Media hype casts doubt on the West’s seriousness about Vienna talks

December 1, 2021 - 19:53

TEHRAN – After a months-long hiatus, Iranian and Western negotiators ultimately met in the same room but much of the work does not seem to be done in the room. Instead, the Western negotiators seem to prefer forging ahead with media hyperbole.

While many of those who participated in Monday’s plenary session in Vienna came out with a clear sense of optimism about the future of the talks, several European diplomats taking part in the meeting sought to ramp up diplomatic pressure on Iran after the meeting. 

First, they magnified a media report by an Israeli reporter claiming that Iran is preparing for weapons-grade uranium enrichment. Several Western media outlets, including Reuters and the Wall Street Journal, quoted senior diplomats from France, Germany and Britain as warning Iran against such a move. 

The diplomats cautioned that raising the level of uranium enrichment to 90 percent would “seriously imperil” the process of the Vienna talks.
 
But aside from the 90 percent-enrichment bluff, which was taken by several independent observers with a grain of salt, the European diplomats also took what can be called a “preemptive” stance to determine the agenda of the talks even before they began.

They put the spotlight on a number of issues that can only be decided on in the negotiation process. At issue are draft texts and the duration of the current round of talks as well as a timeline for the whole negotiation of the process. 

During Monday’s meeting, none of these issues were discussed in detail. And the meeting primarily focused on the principles and foundation of the upcoming talks. The lead Iranian negotiator, Ali Bagheri Kani, who co-chaired the plenary session, underlined this immediately after the meeting.

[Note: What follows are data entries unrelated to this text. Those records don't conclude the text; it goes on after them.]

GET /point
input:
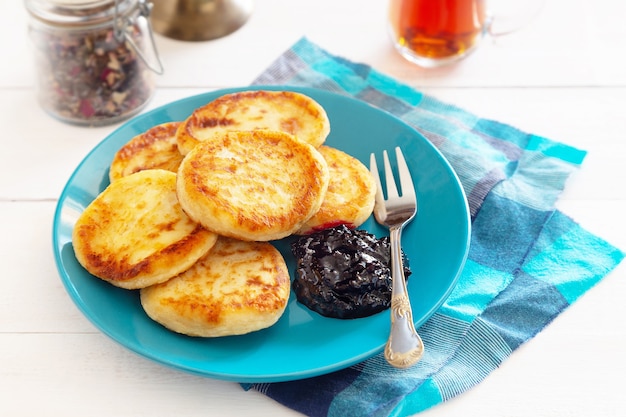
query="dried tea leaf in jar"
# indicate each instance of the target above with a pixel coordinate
(92, 58)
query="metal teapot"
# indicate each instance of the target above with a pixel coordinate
(199, 20)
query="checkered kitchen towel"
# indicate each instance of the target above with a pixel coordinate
(527, 261)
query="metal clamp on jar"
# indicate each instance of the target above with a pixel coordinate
(95, 59)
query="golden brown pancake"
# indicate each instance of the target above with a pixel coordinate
(237, 288)
(135, 234)
(257, 185)
(156, 148)
(350, 195)
(285, 111)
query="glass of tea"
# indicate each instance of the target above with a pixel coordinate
(432, 33)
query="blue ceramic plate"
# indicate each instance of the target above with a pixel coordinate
(302, 344)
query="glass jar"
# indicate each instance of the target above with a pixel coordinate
(95, 59)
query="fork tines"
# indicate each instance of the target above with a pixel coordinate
(406, 183)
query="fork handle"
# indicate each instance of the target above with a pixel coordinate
(404, 346)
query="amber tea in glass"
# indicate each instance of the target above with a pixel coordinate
(434, 32)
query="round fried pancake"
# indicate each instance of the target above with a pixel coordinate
(237, 288)
(285, 111)
(135, 233)
(350, 195)
(257, 185)
(156, 148)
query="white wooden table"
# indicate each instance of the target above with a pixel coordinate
(563, 77)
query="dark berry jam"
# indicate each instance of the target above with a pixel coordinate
(343, 273)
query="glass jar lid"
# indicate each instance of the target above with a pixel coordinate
(76, 13)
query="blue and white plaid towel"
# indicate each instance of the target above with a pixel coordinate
(527, 261)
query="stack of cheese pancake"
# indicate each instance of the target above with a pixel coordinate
(193, 205)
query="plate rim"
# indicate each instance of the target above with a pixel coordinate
(240, 377)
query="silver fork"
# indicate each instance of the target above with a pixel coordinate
(404, 346)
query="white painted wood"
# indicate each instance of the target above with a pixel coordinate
(563, 77)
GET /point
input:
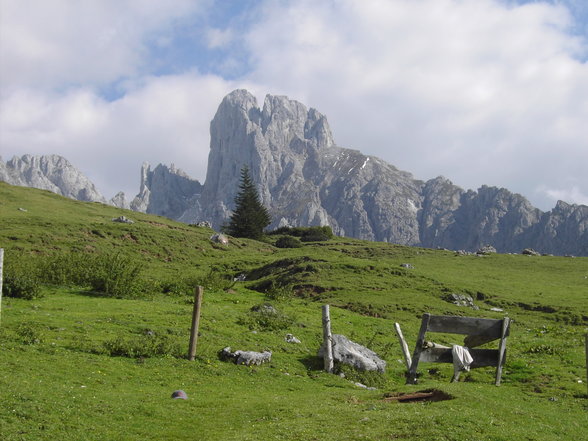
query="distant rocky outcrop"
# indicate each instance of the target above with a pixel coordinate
(166, 191)
(120, 200)
(50, 172)
(305, 179)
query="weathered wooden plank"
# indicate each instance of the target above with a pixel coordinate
(411, 377)
(471, 341)
(482, 357)
(465, 325)
(327, 340)
(404, 346)
(198, 292)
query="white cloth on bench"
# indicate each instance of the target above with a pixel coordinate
(461, 359)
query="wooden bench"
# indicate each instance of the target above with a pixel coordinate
(477, 330)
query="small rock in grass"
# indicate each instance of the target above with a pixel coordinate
(291, 339)
(179, 395)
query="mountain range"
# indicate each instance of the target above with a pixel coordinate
(304, 179)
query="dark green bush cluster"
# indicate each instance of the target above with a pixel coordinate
(145, 346)
(288, 242)
(21, 279)
(112, 274)
(307, 234)
(265, 317)
(29, 333)
(116, 275)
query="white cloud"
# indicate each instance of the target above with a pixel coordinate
(165, 120)
(481, 92)
(57, 42)
(571, 194)
(218, 38)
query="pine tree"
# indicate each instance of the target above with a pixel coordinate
(250, 216)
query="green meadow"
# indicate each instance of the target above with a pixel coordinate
(88, 356)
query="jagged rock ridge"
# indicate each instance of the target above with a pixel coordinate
(50, 172)
(166, 191)
(304, 178)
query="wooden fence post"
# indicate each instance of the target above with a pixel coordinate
(327, 340)
(1, 268)
(195, 323)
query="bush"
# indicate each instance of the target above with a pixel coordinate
(214, 280)
(116, 275)
(266, 318)
(21, 279)
(68, 269)
(307, 234)
(30, 334)
(288, 242)
(146, 346)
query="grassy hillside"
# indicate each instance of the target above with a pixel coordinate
(76, 364)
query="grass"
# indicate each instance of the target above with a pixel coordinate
(78, 365)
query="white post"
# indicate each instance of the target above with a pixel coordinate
(1, 268)
(404, 346)
(327, 340)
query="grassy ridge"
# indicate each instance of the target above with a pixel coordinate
(60, 378)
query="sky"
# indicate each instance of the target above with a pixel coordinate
(490, 92)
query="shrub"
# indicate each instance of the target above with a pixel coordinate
(30, 334)
(265, 317)
(116, 275)
(214, 280)
(145, 346)
(288, 242)
(21, 279)
(307, 234)
(73, 268)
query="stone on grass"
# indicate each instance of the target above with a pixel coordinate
(530, 252)
(123, 219)
(248, 358)
(179, 395)
(460, 300)
(291, 339)
(355, 355)
(219, 238)
(486, 249)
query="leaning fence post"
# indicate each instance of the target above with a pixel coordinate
(195, 323)
(327, 340)
(1, 268)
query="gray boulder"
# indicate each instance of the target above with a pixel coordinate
(355, 355)
(248, 358)
(460, 300)
(486, 249)
(530, 252)
(123, 220)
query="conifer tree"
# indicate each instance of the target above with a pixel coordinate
(250, 216)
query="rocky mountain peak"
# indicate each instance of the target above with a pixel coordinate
(50, 172)
(166, 191)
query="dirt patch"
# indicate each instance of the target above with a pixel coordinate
(420, 396)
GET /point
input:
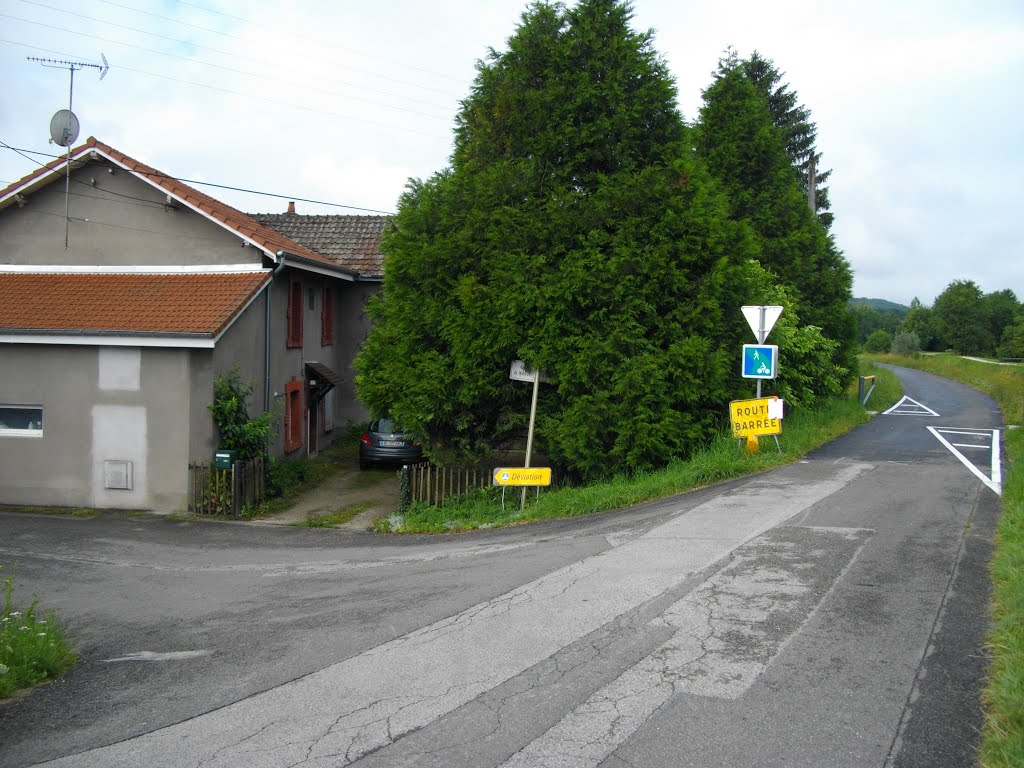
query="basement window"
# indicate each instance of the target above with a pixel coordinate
(20, 421)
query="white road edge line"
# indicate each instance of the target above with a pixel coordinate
(995, 482)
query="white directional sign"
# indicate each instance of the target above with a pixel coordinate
(519, 372)
(761, 320)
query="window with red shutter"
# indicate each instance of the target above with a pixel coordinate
(327, 317)
(295, 315)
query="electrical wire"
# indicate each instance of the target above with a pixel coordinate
(223, 68)
(278, 33)
(25, 154)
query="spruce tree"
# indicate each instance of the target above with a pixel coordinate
(747, 152)
(794, 120)
(577, 230)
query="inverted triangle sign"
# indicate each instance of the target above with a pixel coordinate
(753, 314)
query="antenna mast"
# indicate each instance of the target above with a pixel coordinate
(68, 131)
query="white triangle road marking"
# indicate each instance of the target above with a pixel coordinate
(994, 478)
(909, 407)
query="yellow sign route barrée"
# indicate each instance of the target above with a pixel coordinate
(750, 418)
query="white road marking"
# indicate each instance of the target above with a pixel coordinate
(339, 714)
(909, 407)
(994, 479)
(152, 655)
(725, 637)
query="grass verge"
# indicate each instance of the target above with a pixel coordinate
(1003, 737)
(721, 459)
(33, 649)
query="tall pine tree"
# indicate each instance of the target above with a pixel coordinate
(574, 229)
(794, 120)
(748, 153)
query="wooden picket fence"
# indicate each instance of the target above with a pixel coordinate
(433, 484)
(225, 492)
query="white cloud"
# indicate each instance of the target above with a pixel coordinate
(916, 104)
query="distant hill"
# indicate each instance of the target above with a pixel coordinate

Bagheri Kani made it clear that the draft texts prepared during the past rounds should by no means be defined as legally binding for Iran and that they should be viewed as mere drafts. 

“Nothing is agreed on unless everything has been agreed on,” he told reporters on Monday after the plenary session.

Iran’s chief negotiator reiterated that the texts of the previous rounds of talks were only “drafts” and thus they are not legally binding for Iran.

“Accordingly, all the discussions that were concluded in the previous six rounds are subject to negotiations and this was agreed by all parties in today’s meeting as well,” Baqeri Kani said.

The other side, however, strived to portray the draft texts as a political commitment by which Iran is bound. The European diplomats told several outlets that roughly 70 to 80 percent of the agreement was complete, with the remaining 20 to 30 percent containing the most difficult questions, such as what to do about Iran’s many advanced centrifuges, according to Politico. 

Reuters, quoting a senior European diplomat, echoed similar claims. “The diplomat stressed that some of the most difficult issues were among the 20-30% that remain unresolved, including what to do about advanced centrifuges that Iran is using to enrich uranium in defiance of the original agreement,” Reuters said. 

Politico went so far as to say that the draft texts are “a master document with political commitments.”

In addition to the draft texts, the Europeans also tried to create a sense of urgency in terms of the duration of the talks. While Iran said it prioritizes the lifting of all sanctions and reaching a good agreement over the swift conclusion of the talks, the Europeans stressed the need for a swift conclusion of this round. 

“The next 48 hours will be quite important to know and to confirm that hopefully we can pick up there and get into very intensive working mode,” the European diplomat told Reuters. “If they don't show us that they're serious this week, then we have a problem.”

Of course, Iran has said that it does not oppose reaching a swift, good agreement but at the same time it has underlined that fairness should not be sacrificed on the altar of swiftness.